Monday 24 August 2009

Questions, questions

I feel of late as though I've been surrounded by a phrase. I'm still trying to decide what it really means. The phrase is "terminally ill". Yes, you too will have heard the phrase in relation to the releases of Ronnie Biggs & Megrahi. But what is "terminally ill"?

My immediate reaction is that surely life itself is a terminal illness. After all, the one certainty in life is death. Some I'm sure would regard life as an illness. Certainly for some life involves long term illness & disability. So why isn't life regarded as a "terminal illness"?

More usually, an illness seems to be regarded as "terminal" when the medical profession can say, with a certain amount of confidence, that death will occur within a certain time span. So did MK, our late friend, have a "terminal illness" the moment he was diagnosed with Motor Neurone Disease? He lived on for another 3 years or so.

But doctors sometimes get it wrong. Miracles do happen. Some people with "incurable" illnesses have been known to live on far beyond expected, even having "incurable" tumours disappear as mysteriously as they arrived. Is this a case of a "terminal illness" ceasing to be "terminal"?

Or is an illness regarded as "terminal" when life expectancy is down to a few months, a few weeks even? If so, at what point does the illness change its definition to "terminal"?

My attitude to the two criminals released differs. Ronnie Biggs I can only regard as a rather unrepentant thug. A man was viciously beaten in the Great Train Robbery. Ronnie Biggs has never shown any remorse. He quickly escaped from prison & spent the rest of his life in luxury, cocking a snoot at the police. He only returned to Britain & prison in order to receive the services of the NHS, not for reasons of remorse or punishment.

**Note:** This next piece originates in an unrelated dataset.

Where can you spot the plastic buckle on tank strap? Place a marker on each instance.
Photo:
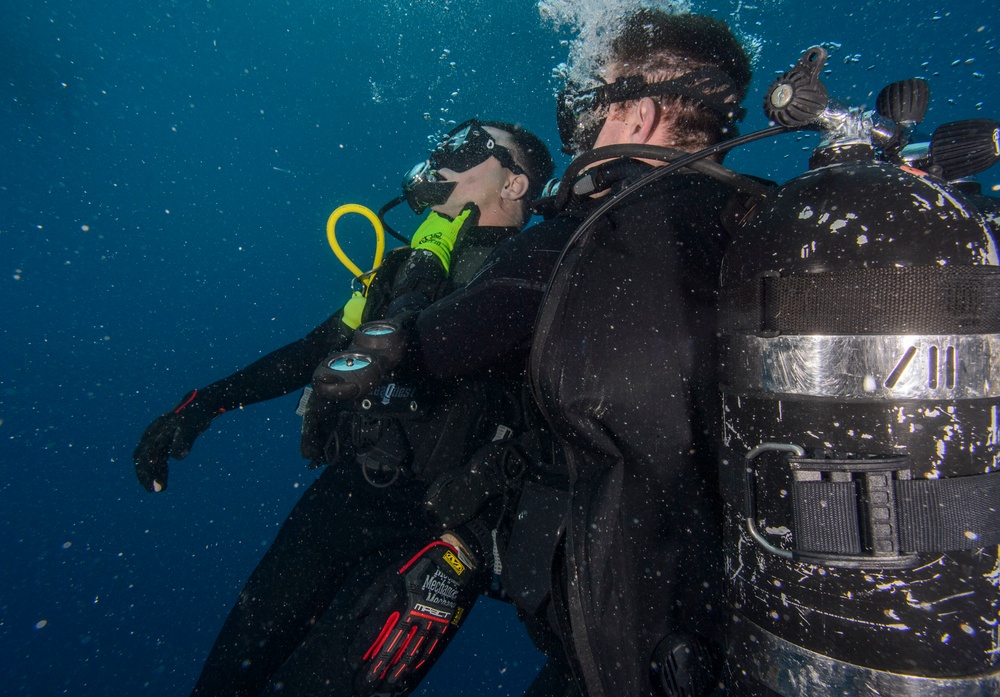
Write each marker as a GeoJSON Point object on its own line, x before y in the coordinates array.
{"type": "Point", "coordinates": [845, 511]}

Megrahi, on the other hand, has spent several years in prison. There seems to be some question hanging over him as to whether he was even guilty of the crime. In Scotland he was far away from his family & home. My only question lies in whether he is expected to die in months or years. I know people can live with prostrate cancer for a long time, years even. I have no problem with him being released if he is indeed in his last months of life. Compassion demands it, regardless of whether he was guilty & showed no compassion himself to the victims at Locherbie. Years of life ahead, though, is a different matter. Then I feel he ought to have stayed in prison until his illness had progressed further & let out nearer the time of his death.


2 comments:

Malcolm said...

to me, the real tragedy of the Megrahi case is having to forego the appeal (to prove his innocence - if that be the case) in exchange for having compassion shown!

The Oxcliffe Fox said...

Now that just opens yet more questions. Is he innocent? Was the compassion dependent on the lack of appeal? Or was it just coincidental? And if so why? And if he isn't guilty, who is? And so the questions go on. The Vixen.